The Exchange-Traded Future

What a neat run exchange-traded funds have had.

From the germ of an idea at the American Stock Exchange in 1993, to a business holding $2 trillion in assets worldwide and $1.4 billion in the United States in 2013.

But the hole in the dike that was started with the first State Street SPDR fund two decades has not exactly produced a flood of assets, even so.

Mutual funds still command assets ten times as great, at $13.5 trillion of assets in the United States.

There's been a fairly clear split, so far.

Mutual funds are where mainstream investors go to find managers who can get them better than average returns on their money.

And still sleep at night.

Active management of their funds, for the better, they hope.

Exchange-traded funds, by contrast, have been the embodiment of couch potato investing.

Pick a benchmark, pick a sector, sit back, relax. The manager only has to rebalance the fund to make sure it's in keeping with the index being followed. Don't get out of line. John Bogle should be made proud.

But ETFs are hot.

The ability to buy or sell shares whenever you want appeals to large institutions, more than mom-and-pop investors.

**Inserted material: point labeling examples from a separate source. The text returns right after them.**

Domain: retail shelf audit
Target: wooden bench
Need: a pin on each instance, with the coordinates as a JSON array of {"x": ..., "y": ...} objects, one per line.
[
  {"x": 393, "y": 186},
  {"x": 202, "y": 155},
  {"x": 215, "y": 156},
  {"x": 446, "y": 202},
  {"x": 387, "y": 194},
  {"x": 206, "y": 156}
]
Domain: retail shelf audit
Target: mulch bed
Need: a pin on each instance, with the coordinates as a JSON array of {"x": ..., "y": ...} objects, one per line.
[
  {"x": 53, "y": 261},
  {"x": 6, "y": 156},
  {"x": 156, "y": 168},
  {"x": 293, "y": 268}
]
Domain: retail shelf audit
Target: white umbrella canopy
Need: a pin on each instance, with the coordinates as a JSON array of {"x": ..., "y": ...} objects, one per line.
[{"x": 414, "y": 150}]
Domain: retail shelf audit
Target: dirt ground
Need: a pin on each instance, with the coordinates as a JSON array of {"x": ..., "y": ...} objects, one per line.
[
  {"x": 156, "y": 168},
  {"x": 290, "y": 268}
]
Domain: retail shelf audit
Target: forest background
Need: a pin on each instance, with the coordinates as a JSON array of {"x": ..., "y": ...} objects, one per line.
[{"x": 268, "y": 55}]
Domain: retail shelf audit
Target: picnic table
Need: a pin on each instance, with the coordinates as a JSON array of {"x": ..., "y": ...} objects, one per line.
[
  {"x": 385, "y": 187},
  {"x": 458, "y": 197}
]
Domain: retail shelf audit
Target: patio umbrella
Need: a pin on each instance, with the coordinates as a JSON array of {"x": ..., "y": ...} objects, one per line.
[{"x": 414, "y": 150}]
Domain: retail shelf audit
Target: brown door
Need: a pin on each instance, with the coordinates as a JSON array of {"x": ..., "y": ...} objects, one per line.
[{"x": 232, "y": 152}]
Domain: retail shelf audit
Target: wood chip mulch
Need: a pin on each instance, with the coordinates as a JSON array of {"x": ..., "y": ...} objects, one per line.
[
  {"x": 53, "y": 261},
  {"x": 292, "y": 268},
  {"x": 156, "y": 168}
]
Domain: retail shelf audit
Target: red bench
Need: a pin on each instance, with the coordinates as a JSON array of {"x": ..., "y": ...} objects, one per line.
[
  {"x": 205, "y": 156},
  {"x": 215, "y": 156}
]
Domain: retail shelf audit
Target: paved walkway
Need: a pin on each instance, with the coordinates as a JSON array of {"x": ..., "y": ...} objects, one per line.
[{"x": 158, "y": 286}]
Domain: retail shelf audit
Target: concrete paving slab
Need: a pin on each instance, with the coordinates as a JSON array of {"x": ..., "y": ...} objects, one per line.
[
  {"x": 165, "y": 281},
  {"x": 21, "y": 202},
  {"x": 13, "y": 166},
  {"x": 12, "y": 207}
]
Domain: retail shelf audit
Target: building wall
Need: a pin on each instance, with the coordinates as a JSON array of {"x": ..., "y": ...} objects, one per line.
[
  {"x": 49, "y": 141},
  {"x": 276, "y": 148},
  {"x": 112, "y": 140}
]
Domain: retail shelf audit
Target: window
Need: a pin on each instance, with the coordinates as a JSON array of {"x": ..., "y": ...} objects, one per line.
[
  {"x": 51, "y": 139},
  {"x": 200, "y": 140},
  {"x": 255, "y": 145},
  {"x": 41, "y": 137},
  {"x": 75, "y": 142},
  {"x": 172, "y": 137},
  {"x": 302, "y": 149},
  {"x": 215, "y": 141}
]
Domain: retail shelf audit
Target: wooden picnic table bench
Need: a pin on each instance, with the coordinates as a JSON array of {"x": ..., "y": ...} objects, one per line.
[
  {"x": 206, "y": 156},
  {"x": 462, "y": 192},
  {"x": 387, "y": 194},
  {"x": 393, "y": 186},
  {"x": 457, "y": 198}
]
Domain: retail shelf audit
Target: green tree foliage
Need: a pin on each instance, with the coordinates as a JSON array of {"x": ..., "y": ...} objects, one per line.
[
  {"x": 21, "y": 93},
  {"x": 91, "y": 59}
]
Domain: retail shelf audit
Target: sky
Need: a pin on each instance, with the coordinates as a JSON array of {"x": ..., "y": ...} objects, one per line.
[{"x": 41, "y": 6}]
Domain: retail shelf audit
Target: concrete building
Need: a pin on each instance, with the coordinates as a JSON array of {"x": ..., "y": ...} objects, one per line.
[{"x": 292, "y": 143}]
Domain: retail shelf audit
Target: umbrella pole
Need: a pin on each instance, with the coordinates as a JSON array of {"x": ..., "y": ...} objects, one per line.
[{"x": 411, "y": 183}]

But who doesn't like flexibility?

In a day and age when anything can be bought online at an instant's notice, it's only on stock exchanges where the ability to make a transaction in a microsecond gets questioned.

Here are a couple proof points:

Eaton Vance will try to bridge the gap between passively managed ETFs and actively managed mutual funds with a new category of product, called exchange-traded managed funds.

Where mutual funds' managers get to keep their cards hidden for 90 days at a time, the ETMF managers match them with quarterly disclosures of holdings.

Should suffice, to avoid giving away the store.

And, with that, the fundamentals of ETFs and mutual funds become pretty much the same. Only ETFs have lower costs and more tradeability.

Guess where this goes.

There's never been a national stock exchange or exchange of any type focused on mutual funds. How could there be?

Net asset values for those funds are set only once a day. ETF prices are set every 15 seconds.

Now there will be two exchanges focused on exchange-traded funds: NYSE Arca, which has taken over the American Stock Exchange's pioneering ETF business, and Nasdaq OMX Group's PSX exchange, which will be re-launched on April 24.

Why?

ETFs soared from 4.91% of all trading on national stock exchanges in 2006, to 15.41% in 2011. In 2012, that dropped to 14.3%, according to Rosenblatt Securities.

But is pretty much the only significant source of fresh volume on exchanges since the credit crisis in 2008.

Mutual funds are not going away. But the momentum-and the business model that matters-is in the midst of a long-term, momentous and, most likely, irrevocable shift.